- Education: Imperial College London
- Employers: London School of Hygiene and Tropical Medicine (2015–); University of Warwick (1993–2014) ;
- Awards: Gabor Medal (2022) ;
- Website: www.lshtm.ac.uk/aboutus/people/medley.graham

= Graham Medley =

British scientist (born 1961)

Graham Francis Hassell Medley (born 1961) is professor of infectious disease modelling at the London School of Hygiene & Tropical Medicine (LSHTM) and the director of the Centre for the Mathematical Modelling of Infectious Diseases there.

==Educations==

Medley was educated at Churcher's College and the University of York.

==Career and research==

Medley's research is centred around the transmission dynamics of infectious diseases, and he has published on this for a range of different pathogens and hosts. He has a particular interest in the application of mathematical models to the development of policy, especially the interaction of disease transmission with societal and political processes.

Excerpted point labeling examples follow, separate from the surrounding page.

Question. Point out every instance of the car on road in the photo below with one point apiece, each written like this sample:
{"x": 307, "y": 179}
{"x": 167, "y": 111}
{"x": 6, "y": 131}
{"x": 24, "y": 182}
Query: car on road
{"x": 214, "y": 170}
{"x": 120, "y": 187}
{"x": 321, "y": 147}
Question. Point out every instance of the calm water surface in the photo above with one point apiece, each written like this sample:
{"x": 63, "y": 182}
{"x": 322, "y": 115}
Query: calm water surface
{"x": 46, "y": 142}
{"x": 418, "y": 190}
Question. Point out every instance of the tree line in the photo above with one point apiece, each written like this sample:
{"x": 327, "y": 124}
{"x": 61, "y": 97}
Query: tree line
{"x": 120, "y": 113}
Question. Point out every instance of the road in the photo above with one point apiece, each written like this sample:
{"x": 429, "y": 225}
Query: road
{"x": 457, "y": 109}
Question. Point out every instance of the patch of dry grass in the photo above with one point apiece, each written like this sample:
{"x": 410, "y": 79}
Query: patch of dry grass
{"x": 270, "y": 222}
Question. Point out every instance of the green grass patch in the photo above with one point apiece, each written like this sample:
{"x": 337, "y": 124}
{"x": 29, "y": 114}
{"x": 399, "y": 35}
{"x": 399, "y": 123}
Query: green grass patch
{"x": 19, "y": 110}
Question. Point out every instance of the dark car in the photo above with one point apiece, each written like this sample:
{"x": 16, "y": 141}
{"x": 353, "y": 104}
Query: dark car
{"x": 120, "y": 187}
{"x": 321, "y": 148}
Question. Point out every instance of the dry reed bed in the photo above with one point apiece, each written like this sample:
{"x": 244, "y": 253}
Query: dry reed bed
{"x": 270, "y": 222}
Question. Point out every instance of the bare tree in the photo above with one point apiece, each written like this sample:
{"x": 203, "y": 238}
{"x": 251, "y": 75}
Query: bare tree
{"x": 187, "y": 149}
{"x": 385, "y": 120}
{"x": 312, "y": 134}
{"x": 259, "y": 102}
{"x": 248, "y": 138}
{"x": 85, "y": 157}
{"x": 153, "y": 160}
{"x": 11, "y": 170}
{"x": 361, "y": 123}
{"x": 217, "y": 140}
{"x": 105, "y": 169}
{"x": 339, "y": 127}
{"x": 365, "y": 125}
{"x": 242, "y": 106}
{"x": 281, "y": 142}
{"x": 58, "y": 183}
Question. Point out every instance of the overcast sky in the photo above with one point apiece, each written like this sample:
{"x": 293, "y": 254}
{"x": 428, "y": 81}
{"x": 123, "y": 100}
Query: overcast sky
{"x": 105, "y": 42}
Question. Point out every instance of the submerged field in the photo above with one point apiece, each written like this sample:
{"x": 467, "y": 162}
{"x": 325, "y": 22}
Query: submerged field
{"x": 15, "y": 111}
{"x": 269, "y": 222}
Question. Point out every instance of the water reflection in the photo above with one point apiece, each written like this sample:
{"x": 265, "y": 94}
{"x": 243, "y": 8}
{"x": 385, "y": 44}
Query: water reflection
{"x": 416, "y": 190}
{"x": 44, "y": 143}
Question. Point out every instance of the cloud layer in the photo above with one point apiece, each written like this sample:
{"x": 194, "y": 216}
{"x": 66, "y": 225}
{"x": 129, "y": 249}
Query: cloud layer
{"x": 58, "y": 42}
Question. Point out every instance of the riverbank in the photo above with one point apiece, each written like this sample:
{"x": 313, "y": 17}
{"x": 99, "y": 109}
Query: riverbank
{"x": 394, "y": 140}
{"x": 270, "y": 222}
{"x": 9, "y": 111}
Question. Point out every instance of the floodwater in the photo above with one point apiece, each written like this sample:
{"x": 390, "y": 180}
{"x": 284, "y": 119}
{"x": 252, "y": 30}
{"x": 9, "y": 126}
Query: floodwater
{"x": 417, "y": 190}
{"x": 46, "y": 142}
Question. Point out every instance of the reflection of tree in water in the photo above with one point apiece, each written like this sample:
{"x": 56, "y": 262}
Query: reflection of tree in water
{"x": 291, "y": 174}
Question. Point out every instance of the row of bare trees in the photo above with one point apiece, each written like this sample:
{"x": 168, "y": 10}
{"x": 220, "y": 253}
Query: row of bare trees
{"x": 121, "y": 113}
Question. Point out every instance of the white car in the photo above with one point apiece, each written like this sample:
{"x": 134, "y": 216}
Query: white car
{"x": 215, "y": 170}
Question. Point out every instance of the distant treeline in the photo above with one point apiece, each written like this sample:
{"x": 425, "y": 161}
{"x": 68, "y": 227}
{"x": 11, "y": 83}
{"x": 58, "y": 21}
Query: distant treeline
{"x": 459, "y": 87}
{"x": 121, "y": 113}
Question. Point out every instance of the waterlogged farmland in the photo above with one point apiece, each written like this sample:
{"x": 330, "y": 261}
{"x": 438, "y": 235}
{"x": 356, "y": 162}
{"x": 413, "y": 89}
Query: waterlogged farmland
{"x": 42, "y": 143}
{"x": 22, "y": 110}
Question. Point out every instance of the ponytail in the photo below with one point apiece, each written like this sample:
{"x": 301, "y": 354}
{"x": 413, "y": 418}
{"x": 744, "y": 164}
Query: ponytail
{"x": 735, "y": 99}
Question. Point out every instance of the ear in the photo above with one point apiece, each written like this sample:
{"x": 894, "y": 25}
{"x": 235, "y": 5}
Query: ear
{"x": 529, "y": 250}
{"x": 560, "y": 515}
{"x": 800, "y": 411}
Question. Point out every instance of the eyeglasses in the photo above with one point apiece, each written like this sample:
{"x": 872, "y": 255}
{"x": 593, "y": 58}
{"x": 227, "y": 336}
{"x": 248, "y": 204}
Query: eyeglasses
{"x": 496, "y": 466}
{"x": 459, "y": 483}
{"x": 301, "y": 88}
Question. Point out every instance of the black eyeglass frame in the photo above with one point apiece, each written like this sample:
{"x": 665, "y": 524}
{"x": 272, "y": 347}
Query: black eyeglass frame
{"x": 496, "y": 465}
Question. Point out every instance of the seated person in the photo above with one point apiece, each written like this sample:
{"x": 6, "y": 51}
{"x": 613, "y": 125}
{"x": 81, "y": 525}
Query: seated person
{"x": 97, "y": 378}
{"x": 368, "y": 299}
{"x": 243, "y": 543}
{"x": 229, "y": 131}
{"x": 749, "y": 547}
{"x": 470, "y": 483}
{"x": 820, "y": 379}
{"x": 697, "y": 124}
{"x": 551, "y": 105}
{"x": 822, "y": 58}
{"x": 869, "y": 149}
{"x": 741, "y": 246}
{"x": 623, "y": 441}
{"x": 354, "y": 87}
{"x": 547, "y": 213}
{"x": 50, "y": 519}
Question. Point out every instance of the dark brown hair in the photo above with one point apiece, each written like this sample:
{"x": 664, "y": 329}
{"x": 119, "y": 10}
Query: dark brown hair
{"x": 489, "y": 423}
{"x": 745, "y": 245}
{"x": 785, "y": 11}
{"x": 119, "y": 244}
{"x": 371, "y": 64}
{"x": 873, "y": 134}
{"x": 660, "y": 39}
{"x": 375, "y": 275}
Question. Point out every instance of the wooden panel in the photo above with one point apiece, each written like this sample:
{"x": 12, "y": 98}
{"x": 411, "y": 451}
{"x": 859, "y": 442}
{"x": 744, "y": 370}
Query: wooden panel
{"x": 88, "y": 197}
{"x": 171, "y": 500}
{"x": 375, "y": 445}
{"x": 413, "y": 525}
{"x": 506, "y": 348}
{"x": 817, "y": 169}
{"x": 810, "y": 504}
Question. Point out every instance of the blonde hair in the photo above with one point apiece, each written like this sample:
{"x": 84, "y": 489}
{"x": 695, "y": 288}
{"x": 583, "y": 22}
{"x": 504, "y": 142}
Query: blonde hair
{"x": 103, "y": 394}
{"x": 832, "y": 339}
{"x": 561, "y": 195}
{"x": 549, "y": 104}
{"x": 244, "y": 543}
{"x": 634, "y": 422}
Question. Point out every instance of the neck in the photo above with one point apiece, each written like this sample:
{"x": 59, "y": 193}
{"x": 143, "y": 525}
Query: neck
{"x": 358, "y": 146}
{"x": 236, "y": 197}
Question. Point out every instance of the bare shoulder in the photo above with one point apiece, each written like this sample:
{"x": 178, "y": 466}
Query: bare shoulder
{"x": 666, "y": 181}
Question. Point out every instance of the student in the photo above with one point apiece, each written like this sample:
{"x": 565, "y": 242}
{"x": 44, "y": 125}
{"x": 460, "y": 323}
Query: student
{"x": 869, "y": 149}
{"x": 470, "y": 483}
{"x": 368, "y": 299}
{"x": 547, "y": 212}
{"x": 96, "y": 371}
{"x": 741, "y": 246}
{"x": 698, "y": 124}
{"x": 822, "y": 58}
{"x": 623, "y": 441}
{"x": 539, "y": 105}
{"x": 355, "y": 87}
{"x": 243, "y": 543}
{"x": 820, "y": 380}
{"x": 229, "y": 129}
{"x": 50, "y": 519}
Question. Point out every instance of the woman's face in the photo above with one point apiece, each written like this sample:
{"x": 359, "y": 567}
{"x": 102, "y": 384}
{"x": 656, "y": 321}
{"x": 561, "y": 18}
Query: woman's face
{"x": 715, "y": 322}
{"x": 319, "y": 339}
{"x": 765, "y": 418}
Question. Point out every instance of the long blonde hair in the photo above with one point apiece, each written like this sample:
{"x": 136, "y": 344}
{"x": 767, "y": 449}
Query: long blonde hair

He is one of the 23 attendees of the Scientific Advisory Group for Emergencies (Sage), advising the United Kingdom government on the COVID-19 pandemic, and is chair of the SPI-M modelling sub-committee. He also sits on the expert group of the UK's Infected Blood Inquiry, established to investigate how infected blood (and blood products) were used in treatment, in particular since 1970.

Since 2014, he has been a member of the Science board of reviewing editors.

Medley was appointed Officer of the Order of the British Empire (OBE) in the 2020 Birthday Honours for services to the COVID-19 response.